Jacob Claesz IJskes gaf in 1698 de opdracht tot de bouw van de zeskante bovenkruier balkenzager De Gerrit van Velsen. Op 23 juni van dat jaar kreeg hij de windbrief, maar de molen was toen nog niet maalvaardig. Toen op 8 augustus de verbandacte werd uitgegeven, waarin een jaarlijkse windpacht van 8 gulden was vastgelegd, noteerden de schepenen van de Banne Westzaan gelijk dat de molen ‘6 augustus 1698 is begonnen te malen.’ Vermoedelijk is er met de opgave van deze laatste datum gesjoemeld, want al op 8 december 1696 komt een assurantiecontract voor van De Gerrit van Velsen, die toen verzekerd werd door Floris Jacobsz Renger. Deze was ook eigenaar van De Graaf Floris. Hij sloot een brandverzekering af ter waarde van 1800 gulden.
De Gerrit van Velsen stond noordelijk van paltrok De Gerechtigheid op de oostoever Zuiderwatering, waar ook De Graaf Floris stond. De namen van deze drie molens hielden verband met elkaar. Gerrit van Velsen was één van de ridders, die Graaf Floris V in 1296 een kopje kleiner maakte. Als gevolg daarvan werd hij gegrepen door de aanhangers van de graaf, die hem volgens de overlevering in een ton stopten en deze vol met draadnagels sloegen. Daarna werd het vat net zo lang rond gerold tot dat Gerrit het loodje had gelegd. Dat noemde men toen ‘Gerechtigheid.’

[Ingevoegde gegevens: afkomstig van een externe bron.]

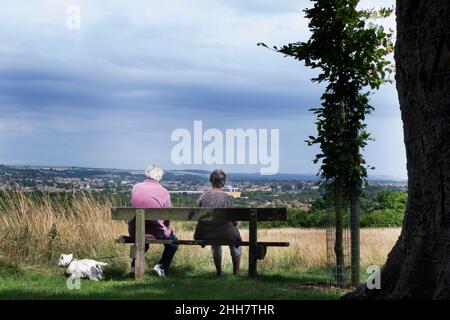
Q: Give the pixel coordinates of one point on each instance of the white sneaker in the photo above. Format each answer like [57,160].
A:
[158,270]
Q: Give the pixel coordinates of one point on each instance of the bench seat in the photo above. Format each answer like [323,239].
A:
[127,239]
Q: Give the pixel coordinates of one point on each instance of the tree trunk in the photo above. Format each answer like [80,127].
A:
[418,266]
[339,225]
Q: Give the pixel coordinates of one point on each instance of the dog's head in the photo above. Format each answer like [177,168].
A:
[65,259]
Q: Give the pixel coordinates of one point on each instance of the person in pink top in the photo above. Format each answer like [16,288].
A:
[150,194]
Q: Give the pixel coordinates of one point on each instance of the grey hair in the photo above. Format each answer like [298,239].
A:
[154,172]
[218,178]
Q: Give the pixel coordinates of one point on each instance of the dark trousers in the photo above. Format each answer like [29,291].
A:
[168,253]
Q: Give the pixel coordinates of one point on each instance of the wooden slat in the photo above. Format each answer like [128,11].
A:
[205,214]
[207,242]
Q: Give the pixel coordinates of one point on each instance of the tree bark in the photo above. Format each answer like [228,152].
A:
[418,266]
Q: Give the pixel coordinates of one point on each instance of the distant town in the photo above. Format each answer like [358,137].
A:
[291,190]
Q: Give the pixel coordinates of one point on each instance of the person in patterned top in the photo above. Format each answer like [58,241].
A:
[219,230]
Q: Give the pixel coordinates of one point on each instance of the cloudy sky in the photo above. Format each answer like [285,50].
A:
[111,93]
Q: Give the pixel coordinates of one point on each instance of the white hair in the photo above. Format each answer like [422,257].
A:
[154,172]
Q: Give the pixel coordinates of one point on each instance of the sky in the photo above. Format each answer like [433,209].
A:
[110,93]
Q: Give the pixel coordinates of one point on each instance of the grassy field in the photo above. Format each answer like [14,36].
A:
[33,233]
[48,283]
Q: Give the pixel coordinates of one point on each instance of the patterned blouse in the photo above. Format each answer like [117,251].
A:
[216,230]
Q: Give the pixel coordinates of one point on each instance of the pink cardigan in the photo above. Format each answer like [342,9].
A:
[150,194]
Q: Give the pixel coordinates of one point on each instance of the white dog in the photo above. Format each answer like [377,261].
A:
[85,268]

Floris Renger en Jacob IJskes moeten een gezamenlijk belang in De Gerrit van Velzen hebben gehad, want op 1 mei 1698 had Rengers al een half part in de molen voor 2300 gulden verkocht aan Dirck Jacobsz Voogt en Mijndert Pietersz Meijn, die op hun beurt dit part op 2 februari 1702 door verkochten aan de Westzaanse houtkoper Claes Cornelisz Heijn. Hij mocht de koopsom van 2235 gulden in drie termijnen betalen. Heijn was toen samen met IJskes eigenaar van De Gerrit van Velsen.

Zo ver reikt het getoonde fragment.